— Правда, если сравнить Тиберия с Гаем, то старший сын покажется мягким: Гай был смелее, порывистее, вспыльчивее брата. Он умел бороться лучше Тиберия, он умел страстно ненавидеть, умел так же любить. Они оба были великие герои, борцы, оба любили римскую республику.
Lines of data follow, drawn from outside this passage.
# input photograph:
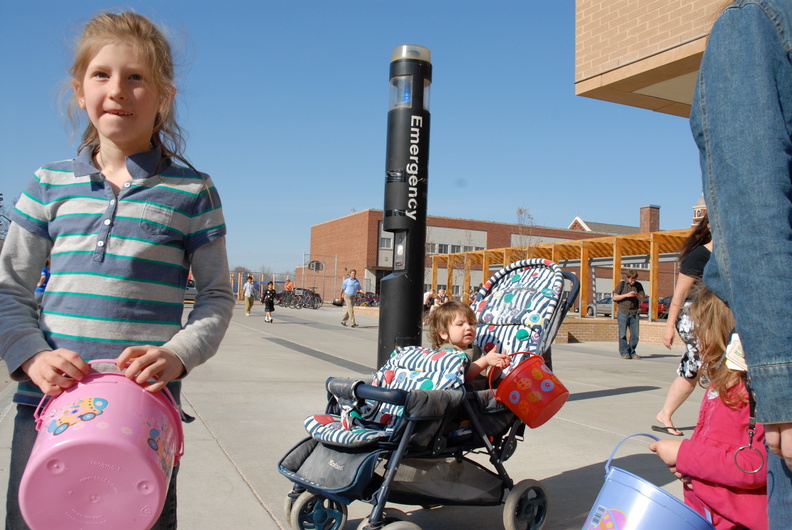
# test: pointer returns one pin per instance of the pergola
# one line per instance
(652, 244)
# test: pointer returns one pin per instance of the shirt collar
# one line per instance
(140, 165)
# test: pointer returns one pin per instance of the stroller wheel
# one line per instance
(390, 518)
(526, 506)
(312, 512)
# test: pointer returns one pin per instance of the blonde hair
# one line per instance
(713, 325)
(152, 47)
(442, 316)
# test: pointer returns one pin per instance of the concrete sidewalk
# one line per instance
(251, 398)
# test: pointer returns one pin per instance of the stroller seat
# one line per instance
(360, 423)
(409, 436)
(517, 309)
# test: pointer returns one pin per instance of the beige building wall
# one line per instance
(643, 53)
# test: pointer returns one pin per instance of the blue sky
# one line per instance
(286, 102)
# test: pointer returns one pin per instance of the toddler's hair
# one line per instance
(442, 316)
(152, 47)
(713, 321)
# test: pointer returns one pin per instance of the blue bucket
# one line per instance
(628, 502)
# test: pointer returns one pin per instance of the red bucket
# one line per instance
(531, 391)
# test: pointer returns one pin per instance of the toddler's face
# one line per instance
(461, 333)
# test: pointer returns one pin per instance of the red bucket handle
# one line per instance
(489, 376)
(168, 396)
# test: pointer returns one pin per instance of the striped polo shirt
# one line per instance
(119, 264)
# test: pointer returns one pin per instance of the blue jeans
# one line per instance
(21, 447)
(627, 349)
(740, 118)
(779, 494)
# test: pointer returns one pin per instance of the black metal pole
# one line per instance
(406, 172)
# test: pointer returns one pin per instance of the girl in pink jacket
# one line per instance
(722, 466)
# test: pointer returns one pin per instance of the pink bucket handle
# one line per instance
(489, 377)
(168, 396)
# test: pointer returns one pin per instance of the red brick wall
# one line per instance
(576, 329)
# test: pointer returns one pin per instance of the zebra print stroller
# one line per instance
(407, 436)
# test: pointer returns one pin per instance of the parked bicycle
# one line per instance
(300, 298)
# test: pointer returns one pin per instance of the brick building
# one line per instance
(642, 53)
(357, 241)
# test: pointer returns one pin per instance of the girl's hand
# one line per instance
(667, 450)
(668, 336)
(142, 363)
(54, 371)
(498, 360)
(779, 440)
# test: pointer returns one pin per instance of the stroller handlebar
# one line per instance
(356, 389)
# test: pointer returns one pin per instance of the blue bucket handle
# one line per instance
(607, 464)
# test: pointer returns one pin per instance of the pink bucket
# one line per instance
(532, 392)
(103, 456)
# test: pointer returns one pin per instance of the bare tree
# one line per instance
(525, 231)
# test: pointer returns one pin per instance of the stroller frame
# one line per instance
(426, 433)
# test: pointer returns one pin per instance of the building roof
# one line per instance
(602, 228)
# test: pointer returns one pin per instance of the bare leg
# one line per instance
(678, 392)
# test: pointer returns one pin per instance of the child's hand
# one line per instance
(141, 363)
(667, 450)
(55, 370)
(498, 360)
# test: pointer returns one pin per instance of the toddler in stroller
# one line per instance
(408, 437)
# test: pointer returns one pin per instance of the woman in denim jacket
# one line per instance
(741, 119)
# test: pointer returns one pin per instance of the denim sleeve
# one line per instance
(741, 122)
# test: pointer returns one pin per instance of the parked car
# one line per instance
(603, 307)
(662, 306)
(190, 292)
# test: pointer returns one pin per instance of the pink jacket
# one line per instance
(735, 499)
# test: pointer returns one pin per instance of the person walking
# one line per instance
(248, 291)
(349, 289)
(629, 294)
(269, 302)
(693, 257)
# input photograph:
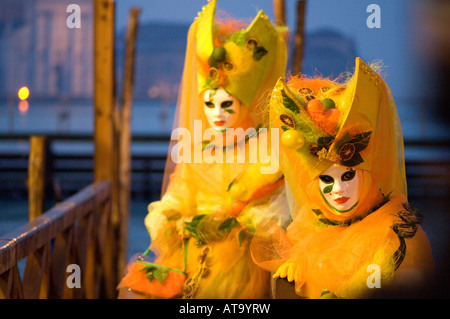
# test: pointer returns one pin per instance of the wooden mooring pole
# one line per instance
(125, 134)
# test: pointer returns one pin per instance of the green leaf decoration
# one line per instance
(325, 141)
(242, 235)
(229, 111)
(258, 53)
(153, 272)
(361, 141)
(328, 189)
(289, 103)
(228, 224)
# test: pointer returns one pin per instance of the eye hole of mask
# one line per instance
(327, 179)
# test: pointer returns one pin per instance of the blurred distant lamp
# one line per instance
(23, 93)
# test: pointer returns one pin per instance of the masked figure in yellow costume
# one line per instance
(353, 231)
(199, 234)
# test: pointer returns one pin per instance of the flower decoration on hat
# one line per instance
(231, 55)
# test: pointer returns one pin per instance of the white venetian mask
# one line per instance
(221, 109)
(339, 187)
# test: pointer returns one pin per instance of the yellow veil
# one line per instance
(366, 124)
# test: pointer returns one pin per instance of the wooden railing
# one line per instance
(75, 232)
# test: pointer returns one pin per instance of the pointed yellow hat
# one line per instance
(241, 61)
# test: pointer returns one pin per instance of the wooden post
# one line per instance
(105, 141)
(279, 12)
(299, 37)
(36, 176)
(125, 134)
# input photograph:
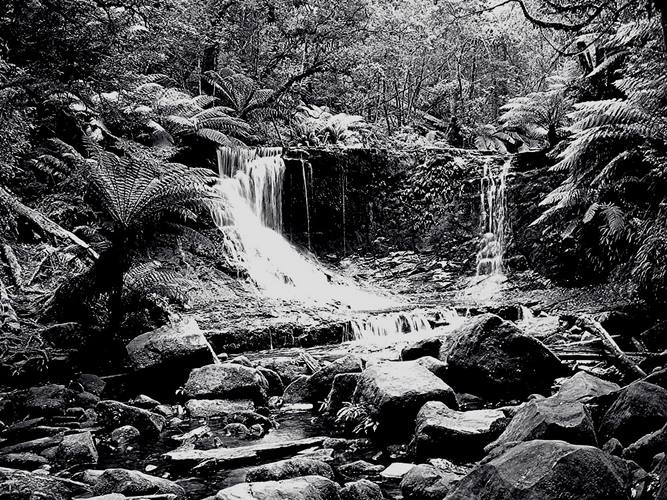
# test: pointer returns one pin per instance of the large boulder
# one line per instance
(135, 483)
(394, 392)
(177, 345)
(361, 490)
(443, 432)
(114, 414)
(319, 383)
(550, 419)
(639, 408)
(226, 381)
(426, 482)
(289, 468)
(299, 488)
(494, 359)
(583, 387)
(22, 485)
(540, 470)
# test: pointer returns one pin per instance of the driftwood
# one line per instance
(42, 222)
(624, 361)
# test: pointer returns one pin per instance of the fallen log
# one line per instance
(42, 222)
(624, 361)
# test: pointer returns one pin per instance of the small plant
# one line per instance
(358, 418)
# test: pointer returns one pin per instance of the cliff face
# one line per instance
(371, 200)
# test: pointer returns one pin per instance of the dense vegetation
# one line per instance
(110, 110)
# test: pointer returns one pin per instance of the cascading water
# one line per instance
(249, 216)
(494, 206)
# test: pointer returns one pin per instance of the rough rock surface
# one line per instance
(539, 470)
(426, 482)
(550, 419)
(179, 344)
(394, 393)
(361, 490)
(212, 408)
(115, 414)
(583, 387)
(226, 381)
(421, 348)
(135, 483)
(443, 432)
(319, 383)
(288, 469)
(639, 408)
(494, 359)
(300, 488)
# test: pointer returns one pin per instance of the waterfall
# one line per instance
(493, 208)
(249, 215)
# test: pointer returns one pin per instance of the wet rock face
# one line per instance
(443, 432)
(319, 383)
(639, 408)
(537, 470)
(115, 414)
(550, 419)
(394, 393)
(426, 482)
(226, 381)
(301, 488)
(494, 359)
(135, 483)
(288, 469)
(181, 344)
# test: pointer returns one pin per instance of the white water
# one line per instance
(494, 206)
(249, 216)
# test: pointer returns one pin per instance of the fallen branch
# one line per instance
(627, 364)
(45, 224)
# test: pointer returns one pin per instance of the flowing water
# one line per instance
(493, 200)
(249, 216)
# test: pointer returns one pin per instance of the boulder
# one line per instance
(181, 344)
(288, 469)
(361, 490)
(583, 387)
(217, 408)
(540, 470)
(426, 482)
(18, 484)
(299, 488)
(76, 449)
(550, 419)
(435, 366)
(226, 381)
(342, 389)
(639, 408)
(319, 383)
(288, 368)
(443, 432)
(135, 483)
(115, 414)
(394, 393)
(298, 391)
(646, 447)
(421, 348)
(494, 359)
(276, 386)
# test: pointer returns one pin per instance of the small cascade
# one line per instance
(305, 195)
(249, 215)
(493, 210)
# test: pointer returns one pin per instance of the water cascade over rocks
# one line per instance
(493, 209)
(250, 217)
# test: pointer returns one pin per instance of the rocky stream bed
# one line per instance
(503, 395)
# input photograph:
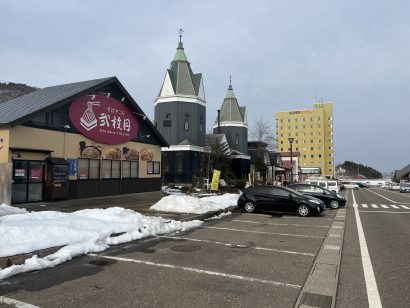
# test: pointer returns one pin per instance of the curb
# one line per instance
(320, 287)
(20, 259)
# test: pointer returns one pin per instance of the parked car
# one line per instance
(333, 186)
(348, 185)
(405, 187)
(330, 198)
(279, 200)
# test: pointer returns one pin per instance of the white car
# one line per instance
(350, 186)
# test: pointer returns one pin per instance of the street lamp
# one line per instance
(290, 139)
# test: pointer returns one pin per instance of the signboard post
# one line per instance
(215, 180)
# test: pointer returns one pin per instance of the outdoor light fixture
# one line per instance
(291, 139)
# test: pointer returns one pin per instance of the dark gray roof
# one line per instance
(230, 110)
(23, 108)
(40, 100)
(183, 80)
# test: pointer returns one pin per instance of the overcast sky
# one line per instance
(281, 55)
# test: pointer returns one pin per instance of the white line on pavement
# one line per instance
(381, 195)
(200, 271)
(389, 212)
(287, 217)
(371, 286)
(278, 224)
(16, 303)
(239, 245)
(261, 232)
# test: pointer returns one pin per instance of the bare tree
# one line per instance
(263, 131)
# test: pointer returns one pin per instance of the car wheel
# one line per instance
(334, 204)
(303, 210)
(249, 207)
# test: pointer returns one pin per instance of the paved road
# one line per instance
(385, 221)
(247, 260)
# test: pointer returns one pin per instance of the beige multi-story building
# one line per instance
(312, 130)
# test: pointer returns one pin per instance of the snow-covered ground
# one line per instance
(190, 204)
(91, 230)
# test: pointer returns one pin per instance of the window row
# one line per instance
(95, 169)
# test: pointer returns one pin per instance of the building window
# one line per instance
(153, 167)
(88, 168)
(180, 164)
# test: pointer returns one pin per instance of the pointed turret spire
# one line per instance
(180, 55)
(230, 93)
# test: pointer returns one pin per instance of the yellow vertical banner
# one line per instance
(215, 180)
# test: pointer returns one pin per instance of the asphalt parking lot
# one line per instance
(242, 260)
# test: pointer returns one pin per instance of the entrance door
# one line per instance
(28, 181)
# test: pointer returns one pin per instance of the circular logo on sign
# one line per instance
(103, 119)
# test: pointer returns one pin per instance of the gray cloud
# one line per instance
(354, 53)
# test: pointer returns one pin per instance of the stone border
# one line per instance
(320, 287)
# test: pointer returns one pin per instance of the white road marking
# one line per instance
(381, 196)
(16, 303)
(240, 245)
(389, 212)
(371, 285)
(200, 271)
(278, 224)
(287, 217)
(261, 232)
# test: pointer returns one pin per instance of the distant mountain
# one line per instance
(10, 90)
(353, 170)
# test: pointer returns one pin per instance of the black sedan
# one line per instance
(279, 200)
(330, 198)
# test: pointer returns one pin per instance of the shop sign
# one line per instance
(215, 180)
(103, 119)
(20, 172)
(72, 167)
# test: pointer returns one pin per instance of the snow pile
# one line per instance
(190, 204)
(81, 232)
(8, 210)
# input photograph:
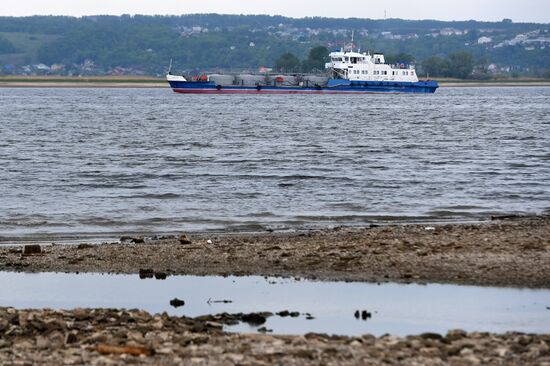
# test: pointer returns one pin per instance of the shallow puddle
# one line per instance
(394, 308)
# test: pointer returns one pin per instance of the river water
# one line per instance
(394, 308)
(83, 163)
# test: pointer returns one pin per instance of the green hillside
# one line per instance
(144, 45)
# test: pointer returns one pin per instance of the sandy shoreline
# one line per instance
(161, 83)
(514, 252)
(117, 337)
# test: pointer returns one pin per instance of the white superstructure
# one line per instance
(363, 66)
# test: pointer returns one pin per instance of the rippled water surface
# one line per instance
(395, 309)
(104, 161)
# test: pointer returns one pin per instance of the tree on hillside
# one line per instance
(461, 65)
(436, 66)
(6, 46)
(287, 62)
(316, 59)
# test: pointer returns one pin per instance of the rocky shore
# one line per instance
(120, 337)
(503, 252)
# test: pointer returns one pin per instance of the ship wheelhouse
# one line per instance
(366, 67)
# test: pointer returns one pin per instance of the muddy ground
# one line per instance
(113, 337)
(507, 252)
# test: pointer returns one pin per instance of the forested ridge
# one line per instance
(208, 42)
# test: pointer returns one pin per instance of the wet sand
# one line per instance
(510, 252)
(114, 337)
(514, 252)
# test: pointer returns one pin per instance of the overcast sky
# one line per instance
(491, 10)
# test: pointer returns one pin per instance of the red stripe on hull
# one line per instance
(263, 91)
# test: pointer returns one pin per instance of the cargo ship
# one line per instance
(346, 73)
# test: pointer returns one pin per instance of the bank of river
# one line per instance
(150, 82)
(510, 252)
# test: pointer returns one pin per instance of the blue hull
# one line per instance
(333, 87)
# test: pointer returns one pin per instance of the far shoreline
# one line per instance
(152, 82)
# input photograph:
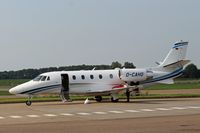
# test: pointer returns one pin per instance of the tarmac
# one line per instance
(140, 116)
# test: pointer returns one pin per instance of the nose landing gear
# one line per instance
(29, 102)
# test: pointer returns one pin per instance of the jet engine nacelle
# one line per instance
(135, 75)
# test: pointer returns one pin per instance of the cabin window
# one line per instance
(74, 77)
(111, 76)
(92, 76)
(83, 77)
(43, 78)
(100, 76)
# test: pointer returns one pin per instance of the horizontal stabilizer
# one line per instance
(167, 81)
(180, 63)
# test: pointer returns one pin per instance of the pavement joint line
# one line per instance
(194, 107)
(103, 113)
(132, 111)
(178, 108)
(163, 109)
(15, 116)
(147, 110)
(50, 115)
(116, 112)
(33, 116)
(1, 117)
(84, 113)
(66, 114)
(100, 113)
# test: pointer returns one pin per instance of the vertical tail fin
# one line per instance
(176, 54)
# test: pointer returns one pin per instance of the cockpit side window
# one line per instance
(37, 78)
(43, 78)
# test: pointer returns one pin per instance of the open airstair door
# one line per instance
(65, 88)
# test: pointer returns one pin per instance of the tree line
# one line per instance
(191, 71)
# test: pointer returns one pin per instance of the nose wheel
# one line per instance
(29, 102)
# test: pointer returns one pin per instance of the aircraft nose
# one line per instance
(11, 91)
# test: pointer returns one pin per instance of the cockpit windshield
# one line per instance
(41, 78)
(37, 78)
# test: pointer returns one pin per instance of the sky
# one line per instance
(53, 33)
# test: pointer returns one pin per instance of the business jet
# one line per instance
(99, 83)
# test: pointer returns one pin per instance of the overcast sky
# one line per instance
(45, 33)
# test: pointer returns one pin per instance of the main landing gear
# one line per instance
(29, 102)
(98, 98)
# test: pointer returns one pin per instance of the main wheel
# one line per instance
(28, 103)
(98, 98)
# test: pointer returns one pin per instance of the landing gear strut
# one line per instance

И я горжусь, — всхлипнула она, — что боги даровали мне таких сыновей, украшение моей старости. А теперь оставьте меня, уйдите… Тарсия накормит вас и покажет комнаты, где вы сможете отдохнуть…
Когда они выходили из атриума, Корнелия удержала Лицинию.
— А где мой внук? — шепнула она, сжав ее руку. — Неужели и он…
— Успокойся, мать, я оставила его в Риме, в семье Гая Семпрония Тудитана…
— Он жив? Поклянись!
— Клянусь Вестою!
Лициния ушла со стесненным сердцем и потом, сидя за одним столом со стоиками и философами, слушала их осторожные речи о Корнелии и — молчала.
— Она не в себе, — говорил престарелый грек, вздыхая. — Так, как говорила она, не скажет ни одна мать!
— Мы слышали ее вопли… видели слезы…
— Горе не может смениться такими равнодушием или спокойствием…
— Она больна…
Философ, приехавший недавно из Рима, заглянул в атриум и, возвратившись на свое место, сказал, покачивая головою:
— Я был прав. Корнелия помешалась. Она читает… Подумайте, друзья, читать после такого горя!
Асклепида подняла голову.
— Не больна она и не рехнулась, — тихо заговорила гречанка, оглядывая сотрапезников быстрыми глазами. — Она крепка духом и волей и твердо переносит удары Фортуны.
— Но, позволь, читать теперь, тотчас же…
— А знаешь, что она читает? «Записки» Гая Гракха. Так, в одиночестве, она беседует со своим сыном…
Все молчали. Потом тихо стали выходить из-за стола и на цыпочках, стараясь не шуметь, прошли в сад. Дом погрузился в тишину.